The Foot Fist Way A Minor Blip on the Comedy Radar
The Foot Fist Way
Directed by Jody Hill
Written by Hill, Danny McBride, and Ben Best
Paramount Vantage, 2008
If I hadn’t known better, I would have thought this to be a “lost” Wes Anderson film. Anderson and his usual cohorts (such as Owen Wilson) have made a living exploring delusional characters for comic effect. This film, as many of you may know, was an indie looking for a distributor and had a difficult time finding one until the comedy team of Will Ferrell and Adam McKay found it and started trumping it up. This kind of attention leads to the double-edged sword conflict: it gives the film much needed publicity, but it also makes the movie sound greater than it actually is.
Those who have watched a bunch of comedies in the past year are familiar with co-writer and star Danny McBride, who stole critical whipping boys The Heartbreak Kid, Hot Rod, and Drillbit Taylor. McBride plays his comedy straight like few actors do. It’s not just acting serious, it’s a sort of monotone with a Southern drawl and absolutely no indicating gestures. He’s a guy who will always be welcome when he arrives onscreen. This is the movie that got him noticed even before it got its release.

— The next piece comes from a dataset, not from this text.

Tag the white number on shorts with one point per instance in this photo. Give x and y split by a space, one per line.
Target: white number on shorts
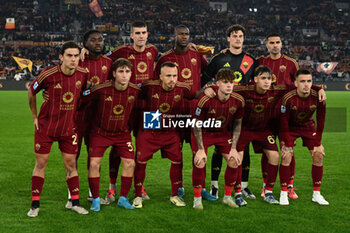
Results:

In The Foot Fist Way (which is the literal translation of Tae Kwon Do), McBride plays Fred Simmons, a TKD instructor who of course isn’t all that great at what he does. He’s in a bad marriage with Suzie (Mary Jane Bostic), who will soon start cheating on him at her new job. Simmons half-heartedly mentors his students, and steps over the line at times when his personal life is shaky. And one day he hopes to meet Z-list action star Chuck “The Truck” Wallace (co-writer Best), his hero.
As it would figure, when he finally meets Wallace, he’s not the hero he thought he was. Ultimately, Wallace becomes the man Simmons has to prove himself against and start getting his life on track.
It’s really not much more than that. In the meantime, there are some pretty funny moments but I have no idea how Will Ferrell can say he’s seen this movie 100 times. It’s got to be a marketing ploy, because I can’t see myself watching this over and over. Simmons is the only decent character, not exactly three-dimensional however, and the only one close to him is Wallace, who is decidedly two-dimensional. In annoying cheap-movie fashion, his friend Mike McAllister (writer/director Hill) shows up as an intense, nihilistic martial arts machine and then promptly leaves. Everybody else is just fodder for those characters to play off. And it’s very important in comedy to have a cast of likable people: it makes the jokes pay off better, and it makes their failures and successes mean more.
I realize with a low-budget comedy like this there aren’t the aspirations of giving us everything, it’s meant to be ultra-simplistic with a funny tone throughout. But then again, I’ve been hearing nothing but raves for this little indie so it puts me in a bind. Looking at it for what it is, it succeeds, but what it is isn’t exactly taking off to lofty heights.